Trügerisch

Am Montag war die Welt für Annalena Baerbock noch in Ordnung.

Stell‘ dir vor, es ist Wahlkampf und alle sind lieb miteinander. Dieser Eindruck vermittelte sich bei einem Polit-Talk diese Woche, zu dem das rbb Inforadio und die Süddeutsche Zeitung Annalena Baerbock (Die Grünen) und Olaf Scholz (SPD) eingeladen hatten. Der Talk plätscherte gemütlich vor sich, als wolle man:frau schon einmal das gemeinsame Miteinander nach der Wahl üben. Im großen und ganzen waren sich Baerbock und Scholz, die beide um ein Direktmandat in Potsdam kämpfen, einig. Sicher hätten Angela Ulrich (Inforadio) und Stefan Braun (SZ) entschiedener nachgefasst, wären zwei News dieser Woche schon am Montag bekannt gewesen. Franziska Giffey (SPD), die ihren umstrittenen Doktortitel seit einiger Zeit schon nicht mehr trägt, ist als Familienministerin (endlich) zurückgetreten; Annalena Baerbock steht wegen verspätet an den Bundestag gemeldeter Sonderzahlungen plötzlich ganz erheblich unter Druck.

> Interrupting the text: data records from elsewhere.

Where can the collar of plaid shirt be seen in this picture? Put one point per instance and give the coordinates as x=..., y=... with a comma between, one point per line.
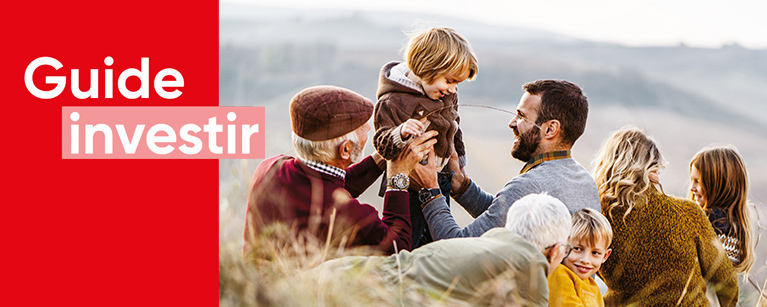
x=547, y=156
x=324, y=168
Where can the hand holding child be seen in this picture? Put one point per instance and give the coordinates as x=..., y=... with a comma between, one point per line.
x=412, y=127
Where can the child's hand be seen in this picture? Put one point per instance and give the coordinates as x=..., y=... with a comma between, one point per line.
x=412, y=127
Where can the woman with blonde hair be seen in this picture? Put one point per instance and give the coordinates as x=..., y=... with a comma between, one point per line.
x=664, y=248
x=719, y=184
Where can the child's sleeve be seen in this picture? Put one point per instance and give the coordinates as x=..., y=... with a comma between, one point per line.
x=459, y=147
x=562, y=289
x=389, y=115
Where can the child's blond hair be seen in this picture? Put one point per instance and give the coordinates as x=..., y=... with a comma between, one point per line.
x=440, y=51
x=590, y=226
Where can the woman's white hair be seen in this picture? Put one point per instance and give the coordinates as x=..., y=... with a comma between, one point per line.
x=541, y=219
x=325, y=151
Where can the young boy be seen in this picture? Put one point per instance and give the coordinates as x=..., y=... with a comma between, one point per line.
x=420, y=94
x=571, y=284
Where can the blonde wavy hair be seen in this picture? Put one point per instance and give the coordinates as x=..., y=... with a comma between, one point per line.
x=440, y=51
x=724, y=181
x=623, y=169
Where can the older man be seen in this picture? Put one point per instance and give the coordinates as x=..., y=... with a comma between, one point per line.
x=505, y=266
x=551, y=116
x=315, y=194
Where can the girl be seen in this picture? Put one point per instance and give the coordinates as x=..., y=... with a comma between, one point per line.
x=719, y=184
x=664, y=249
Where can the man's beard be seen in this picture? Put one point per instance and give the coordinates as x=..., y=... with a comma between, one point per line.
x=527, y=145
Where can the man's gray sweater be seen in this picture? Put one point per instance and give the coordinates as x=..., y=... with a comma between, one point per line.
x=564, y=179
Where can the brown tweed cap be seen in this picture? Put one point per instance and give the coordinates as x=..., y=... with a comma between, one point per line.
x=326, y=112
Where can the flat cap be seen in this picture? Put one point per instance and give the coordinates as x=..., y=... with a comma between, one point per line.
x=326, y=112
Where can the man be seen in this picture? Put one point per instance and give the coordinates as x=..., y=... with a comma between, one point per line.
x=504, y=266
x=551, y=116
x=314, y=194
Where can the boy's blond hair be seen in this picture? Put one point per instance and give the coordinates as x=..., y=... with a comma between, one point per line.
x=589, y=226
x=440, y=51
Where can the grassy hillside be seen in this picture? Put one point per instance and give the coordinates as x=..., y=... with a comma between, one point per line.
x=686, y=98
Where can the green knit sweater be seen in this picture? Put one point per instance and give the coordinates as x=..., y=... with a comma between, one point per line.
x=666, y=250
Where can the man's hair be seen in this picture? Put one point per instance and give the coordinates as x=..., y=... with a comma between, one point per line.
x=563, y=101
x=440, y=51
x=322, y=151
x=541, y=219
x=589, y=226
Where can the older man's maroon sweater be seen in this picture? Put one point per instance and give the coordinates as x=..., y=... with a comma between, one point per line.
x=285, y=190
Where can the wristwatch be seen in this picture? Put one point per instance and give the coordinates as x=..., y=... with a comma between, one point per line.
x=424, y=195
x=399, y=181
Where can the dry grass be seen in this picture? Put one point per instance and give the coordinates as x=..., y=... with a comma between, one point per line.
x=275, y=276
x=282, y=271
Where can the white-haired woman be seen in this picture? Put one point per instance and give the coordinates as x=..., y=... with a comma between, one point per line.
x=664, y=248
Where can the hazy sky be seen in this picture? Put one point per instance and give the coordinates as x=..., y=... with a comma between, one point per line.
x=698, y=23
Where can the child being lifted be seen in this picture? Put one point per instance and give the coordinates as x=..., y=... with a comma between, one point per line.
x=420, y=94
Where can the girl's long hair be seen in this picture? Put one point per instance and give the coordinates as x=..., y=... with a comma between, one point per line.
x=623, y=168
x=724, y=183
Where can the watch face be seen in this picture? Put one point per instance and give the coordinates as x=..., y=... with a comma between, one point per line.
x=424, y=194
x=400, y=181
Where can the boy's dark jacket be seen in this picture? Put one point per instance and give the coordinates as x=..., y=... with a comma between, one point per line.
x=397, y=103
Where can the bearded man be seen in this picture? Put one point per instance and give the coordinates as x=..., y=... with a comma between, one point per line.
x=315, y=194
x=551, y=116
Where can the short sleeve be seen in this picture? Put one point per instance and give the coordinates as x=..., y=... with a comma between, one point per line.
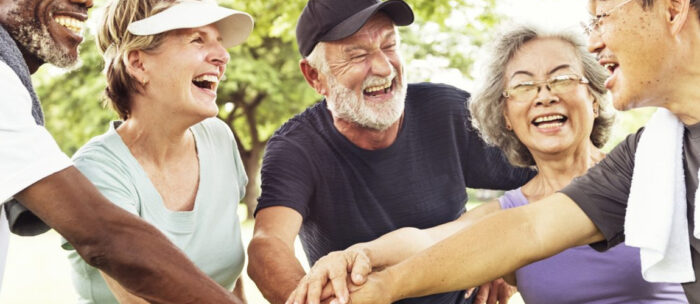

Zum Markenkern der Grünen zählen besonders hohe moralische Ansprüche an sich und andere. In der Sache ist das „blöde Versäumnis“ (Baerbock), dass sie erhaltene Sonderzahlungen inkl. Erfolgsboni erst Ende März gemeldet hat, eine Lappalie. Aber im Wahlkampf bleibt von solchen Fehlern immer etwas hängen und wird sich sicher negativ bei den nächsten Umfragen auswirken. Noch spannender ist die Frage, wie Die Grünen mit diesem „blöden Versäumnis“, das die Partei beim Kampf um die Macht zurückwirft, umgehen wird. Wusste Robert Habeck davon, als er Annalena Baerbock vor vier Wochen den Vortritt ließ und sie die erste Kanzlerkandidatin der Grünen wurde. Hätte er womöglich die besseren Chancen? Wie wird die Basis der Partei reagieren? Häme & Spott werden über sie in den sog. sozialen Netzwerken verbreitet; es rollt eine Kampagne gegen Baerbock, die sie erst einmal durchstehen muss. Ausführlich beschäftigte sich etwa der Leitartikel der FAZ vor zwei Tagen mit der beruflichen Vita der Kandidatin, um ihr nonchalant Provinzialität zu bescheinigen.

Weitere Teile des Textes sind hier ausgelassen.